However, by way of a sop to environment campaigners, ministers would agree to tough greenhouse gas emissions targets by 2030.

The renewable energy target for 2030 – to take over from the current goal, of generating 20 per cent of energy in the EU from renewable sources by 2020 – has been a vexed issue for government and industry.

The setting of clear targets for 2030 was opposed by chancellor George Osborne, preferring a "dash for gas" that would allow 20 or more new gas-fired power stations built over the next decade. According to green campaigners, that would be fatal for attempts to tackle climate change, and have urged to scale up ambitions on renewable energy.

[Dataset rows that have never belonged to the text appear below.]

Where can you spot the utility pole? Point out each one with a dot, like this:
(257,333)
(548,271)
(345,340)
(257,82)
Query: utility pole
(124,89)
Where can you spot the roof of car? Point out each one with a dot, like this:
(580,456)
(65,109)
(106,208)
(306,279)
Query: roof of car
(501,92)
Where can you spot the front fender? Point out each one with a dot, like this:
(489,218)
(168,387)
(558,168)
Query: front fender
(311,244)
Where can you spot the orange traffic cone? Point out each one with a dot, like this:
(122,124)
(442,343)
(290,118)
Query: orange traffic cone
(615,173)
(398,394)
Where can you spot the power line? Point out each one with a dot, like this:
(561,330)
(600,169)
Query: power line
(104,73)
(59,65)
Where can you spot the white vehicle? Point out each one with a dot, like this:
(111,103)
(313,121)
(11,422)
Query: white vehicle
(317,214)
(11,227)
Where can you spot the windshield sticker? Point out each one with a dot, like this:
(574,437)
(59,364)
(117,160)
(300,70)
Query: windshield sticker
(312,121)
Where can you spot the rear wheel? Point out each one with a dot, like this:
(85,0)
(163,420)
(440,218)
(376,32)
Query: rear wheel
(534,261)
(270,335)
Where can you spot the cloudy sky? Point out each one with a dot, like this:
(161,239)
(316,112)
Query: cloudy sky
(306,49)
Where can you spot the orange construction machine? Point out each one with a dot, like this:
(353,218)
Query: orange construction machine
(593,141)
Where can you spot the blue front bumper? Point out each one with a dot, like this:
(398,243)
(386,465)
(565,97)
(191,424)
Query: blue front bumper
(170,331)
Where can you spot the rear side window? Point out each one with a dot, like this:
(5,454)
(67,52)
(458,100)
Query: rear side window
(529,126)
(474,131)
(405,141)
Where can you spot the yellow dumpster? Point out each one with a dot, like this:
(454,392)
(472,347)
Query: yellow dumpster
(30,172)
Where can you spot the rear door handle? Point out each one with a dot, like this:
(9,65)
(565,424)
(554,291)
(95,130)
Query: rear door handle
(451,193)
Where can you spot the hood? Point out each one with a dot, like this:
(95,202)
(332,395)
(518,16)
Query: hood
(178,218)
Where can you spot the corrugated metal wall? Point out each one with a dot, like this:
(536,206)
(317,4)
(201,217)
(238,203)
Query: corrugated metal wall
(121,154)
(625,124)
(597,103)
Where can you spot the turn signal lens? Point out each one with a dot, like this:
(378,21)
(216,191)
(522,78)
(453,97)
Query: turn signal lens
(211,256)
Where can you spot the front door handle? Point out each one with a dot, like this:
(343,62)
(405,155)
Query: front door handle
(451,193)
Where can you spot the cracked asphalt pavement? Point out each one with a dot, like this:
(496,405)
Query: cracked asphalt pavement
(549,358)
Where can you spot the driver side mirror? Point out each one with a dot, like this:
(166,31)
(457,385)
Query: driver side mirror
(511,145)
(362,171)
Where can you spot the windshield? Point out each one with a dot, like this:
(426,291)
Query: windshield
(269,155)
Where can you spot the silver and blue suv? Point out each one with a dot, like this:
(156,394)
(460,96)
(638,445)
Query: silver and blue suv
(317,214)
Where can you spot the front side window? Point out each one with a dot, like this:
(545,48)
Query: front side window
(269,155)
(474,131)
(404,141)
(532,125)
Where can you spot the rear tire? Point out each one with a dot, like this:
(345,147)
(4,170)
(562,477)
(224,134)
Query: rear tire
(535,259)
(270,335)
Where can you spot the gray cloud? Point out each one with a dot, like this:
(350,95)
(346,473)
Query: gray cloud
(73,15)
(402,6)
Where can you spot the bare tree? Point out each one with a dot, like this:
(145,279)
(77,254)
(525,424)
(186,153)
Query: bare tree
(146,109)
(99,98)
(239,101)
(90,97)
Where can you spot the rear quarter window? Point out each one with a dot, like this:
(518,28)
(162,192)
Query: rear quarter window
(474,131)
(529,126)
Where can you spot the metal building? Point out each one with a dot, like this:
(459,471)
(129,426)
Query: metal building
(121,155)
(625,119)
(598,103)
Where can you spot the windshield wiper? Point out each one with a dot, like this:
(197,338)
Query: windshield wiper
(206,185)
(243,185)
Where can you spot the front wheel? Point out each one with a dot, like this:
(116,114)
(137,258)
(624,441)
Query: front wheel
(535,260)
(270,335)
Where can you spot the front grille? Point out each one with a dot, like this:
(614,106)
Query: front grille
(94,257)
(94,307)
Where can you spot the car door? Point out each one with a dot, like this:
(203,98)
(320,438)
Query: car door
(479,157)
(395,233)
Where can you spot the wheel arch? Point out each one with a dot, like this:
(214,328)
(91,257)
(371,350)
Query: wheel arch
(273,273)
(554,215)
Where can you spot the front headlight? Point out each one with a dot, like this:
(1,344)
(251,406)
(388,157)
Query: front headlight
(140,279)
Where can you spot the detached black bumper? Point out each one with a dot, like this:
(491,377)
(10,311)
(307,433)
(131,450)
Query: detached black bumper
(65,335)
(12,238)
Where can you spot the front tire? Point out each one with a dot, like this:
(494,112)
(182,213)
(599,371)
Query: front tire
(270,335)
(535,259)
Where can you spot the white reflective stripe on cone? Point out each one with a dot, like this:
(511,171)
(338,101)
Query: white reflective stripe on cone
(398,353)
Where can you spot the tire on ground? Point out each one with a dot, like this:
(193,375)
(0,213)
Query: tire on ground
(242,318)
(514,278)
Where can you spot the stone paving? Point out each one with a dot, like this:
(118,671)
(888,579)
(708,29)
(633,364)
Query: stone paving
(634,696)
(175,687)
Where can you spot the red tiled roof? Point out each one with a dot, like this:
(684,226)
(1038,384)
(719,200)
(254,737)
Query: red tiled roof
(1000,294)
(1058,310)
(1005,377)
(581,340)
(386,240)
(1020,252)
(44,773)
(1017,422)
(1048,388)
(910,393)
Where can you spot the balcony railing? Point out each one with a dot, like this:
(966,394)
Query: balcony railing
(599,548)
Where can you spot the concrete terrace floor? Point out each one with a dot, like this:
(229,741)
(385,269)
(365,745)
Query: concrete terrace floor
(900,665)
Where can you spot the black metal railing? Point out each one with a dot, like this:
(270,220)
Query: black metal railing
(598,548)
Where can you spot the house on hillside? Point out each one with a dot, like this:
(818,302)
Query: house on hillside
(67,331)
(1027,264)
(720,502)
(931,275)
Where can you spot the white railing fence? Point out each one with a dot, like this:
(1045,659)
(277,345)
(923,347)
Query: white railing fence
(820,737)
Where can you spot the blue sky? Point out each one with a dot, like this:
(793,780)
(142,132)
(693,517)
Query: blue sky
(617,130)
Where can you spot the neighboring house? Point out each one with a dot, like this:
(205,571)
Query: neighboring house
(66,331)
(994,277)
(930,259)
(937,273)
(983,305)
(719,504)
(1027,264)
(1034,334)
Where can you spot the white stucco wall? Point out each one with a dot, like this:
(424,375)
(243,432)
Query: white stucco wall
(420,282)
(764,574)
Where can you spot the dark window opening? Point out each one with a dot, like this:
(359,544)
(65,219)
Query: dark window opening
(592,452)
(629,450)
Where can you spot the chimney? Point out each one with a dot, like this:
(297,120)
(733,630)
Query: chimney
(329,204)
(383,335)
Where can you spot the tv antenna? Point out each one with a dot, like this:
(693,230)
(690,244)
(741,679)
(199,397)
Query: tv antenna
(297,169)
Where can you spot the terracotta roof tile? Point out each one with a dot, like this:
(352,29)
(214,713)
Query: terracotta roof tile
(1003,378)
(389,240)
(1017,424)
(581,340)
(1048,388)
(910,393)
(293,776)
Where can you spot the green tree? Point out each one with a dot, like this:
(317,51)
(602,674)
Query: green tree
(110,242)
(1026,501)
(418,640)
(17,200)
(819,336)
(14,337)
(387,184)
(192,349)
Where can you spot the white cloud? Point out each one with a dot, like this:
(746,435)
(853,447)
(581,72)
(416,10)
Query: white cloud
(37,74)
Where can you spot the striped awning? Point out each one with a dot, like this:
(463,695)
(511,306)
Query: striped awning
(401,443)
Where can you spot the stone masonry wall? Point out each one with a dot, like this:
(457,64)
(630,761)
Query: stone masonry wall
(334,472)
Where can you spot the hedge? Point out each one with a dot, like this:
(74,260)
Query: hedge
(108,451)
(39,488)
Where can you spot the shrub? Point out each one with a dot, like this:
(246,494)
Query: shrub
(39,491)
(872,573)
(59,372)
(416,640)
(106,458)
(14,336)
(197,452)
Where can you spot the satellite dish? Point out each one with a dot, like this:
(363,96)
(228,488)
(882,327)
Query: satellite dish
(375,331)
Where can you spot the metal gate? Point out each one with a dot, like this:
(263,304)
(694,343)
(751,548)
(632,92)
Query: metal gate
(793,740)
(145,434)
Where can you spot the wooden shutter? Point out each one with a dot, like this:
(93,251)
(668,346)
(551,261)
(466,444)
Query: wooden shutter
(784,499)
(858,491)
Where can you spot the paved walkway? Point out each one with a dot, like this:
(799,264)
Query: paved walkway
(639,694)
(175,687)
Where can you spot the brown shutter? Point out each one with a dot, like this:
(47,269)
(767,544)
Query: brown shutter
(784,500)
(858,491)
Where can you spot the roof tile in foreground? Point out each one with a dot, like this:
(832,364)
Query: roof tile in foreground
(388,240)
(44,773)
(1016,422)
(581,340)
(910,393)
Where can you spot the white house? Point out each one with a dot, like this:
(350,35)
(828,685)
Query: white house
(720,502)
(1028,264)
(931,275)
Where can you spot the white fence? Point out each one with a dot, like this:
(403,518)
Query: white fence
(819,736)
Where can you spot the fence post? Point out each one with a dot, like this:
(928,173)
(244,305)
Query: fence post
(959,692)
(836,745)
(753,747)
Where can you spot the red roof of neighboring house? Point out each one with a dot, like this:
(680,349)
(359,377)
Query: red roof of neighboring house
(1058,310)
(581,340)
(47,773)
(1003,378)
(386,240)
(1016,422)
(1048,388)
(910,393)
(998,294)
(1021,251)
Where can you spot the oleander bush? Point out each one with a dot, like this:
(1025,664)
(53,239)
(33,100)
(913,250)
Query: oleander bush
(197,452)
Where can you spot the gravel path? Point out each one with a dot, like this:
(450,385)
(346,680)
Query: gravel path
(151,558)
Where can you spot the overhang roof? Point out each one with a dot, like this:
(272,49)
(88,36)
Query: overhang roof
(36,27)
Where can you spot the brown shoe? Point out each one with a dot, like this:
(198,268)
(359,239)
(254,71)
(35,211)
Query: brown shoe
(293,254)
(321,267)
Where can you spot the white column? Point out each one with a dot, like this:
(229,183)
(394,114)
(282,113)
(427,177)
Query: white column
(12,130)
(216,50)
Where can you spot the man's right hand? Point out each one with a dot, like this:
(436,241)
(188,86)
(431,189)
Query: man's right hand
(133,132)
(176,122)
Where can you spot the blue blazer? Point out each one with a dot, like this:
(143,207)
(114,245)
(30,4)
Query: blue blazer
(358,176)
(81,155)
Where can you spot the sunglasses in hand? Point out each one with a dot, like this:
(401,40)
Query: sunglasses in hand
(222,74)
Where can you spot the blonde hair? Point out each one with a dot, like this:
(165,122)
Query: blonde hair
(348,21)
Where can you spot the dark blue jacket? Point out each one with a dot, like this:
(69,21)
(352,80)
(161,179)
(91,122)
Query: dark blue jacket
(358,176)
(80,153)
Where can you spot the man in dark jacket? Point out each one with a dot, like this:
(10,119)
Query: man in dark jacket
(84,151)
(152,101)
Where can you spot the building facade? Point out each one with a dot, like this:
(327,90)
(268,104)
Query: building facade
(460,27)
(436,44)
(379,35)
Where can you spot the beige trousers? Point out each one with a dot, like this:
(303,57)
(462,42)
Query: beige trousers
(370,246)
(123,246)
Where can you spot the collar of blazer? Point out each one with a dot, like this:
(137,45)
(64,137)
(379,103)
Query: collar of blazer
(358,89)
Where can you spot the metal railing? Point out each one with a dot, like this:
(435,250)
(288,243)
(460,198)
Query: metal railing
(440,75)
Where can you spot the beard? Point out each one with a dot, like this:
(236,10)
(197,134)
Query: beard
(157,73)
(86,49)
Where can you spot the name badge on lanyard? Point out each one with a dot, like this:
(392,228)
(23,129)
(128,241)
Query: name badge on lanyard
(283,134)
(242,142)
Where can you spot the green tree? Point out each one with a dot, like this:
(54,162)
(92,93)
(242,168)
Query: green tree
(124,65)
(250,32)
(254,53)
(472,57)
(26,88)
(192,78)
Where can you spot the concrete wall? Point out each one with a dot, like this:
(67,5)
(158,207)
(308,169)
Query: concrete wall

Meanwhile, Ed Davey, the energy secretary, writes in the Liberal Democrat Voice that there had been a lot of talk over the last few weeks about the place of UK in Europe, but there was one thing that he hoped all could agree. He writes all needed the EU to help prevent climate change.

He says the UK being an island nation, a trading nation, dependent on the global market for prosperity – for food, for energy, for many of the products it relied on, it was not surprising that the UK was one of the first countries to recognise that significant climate change would directly affect its citizens way of life and was the first country to bind itself to the low-carbon path through the 2008 Climate Change Act.

However, acting alone would not solve the global problem, and successive governments had recognised that the best way to tackle climate change, without threatening economic competitiveness, had been to work through the EU for a global climate deal – and making sure the EU led by example.

He notes that as the climate talks in Durban in 2011 showed definitively, while negotiating with super-economies like China, India and the US, the UK was far better off negotiating as a European bloc.

This was because together the EU represented 504 million people and 25 per cent of the world's GDP, as against 63 million people and 3 per cent of the world's GDP as the UK alone. Further, the action the EU was taking on emissions meant the UK was able to negotiate from a position of authority.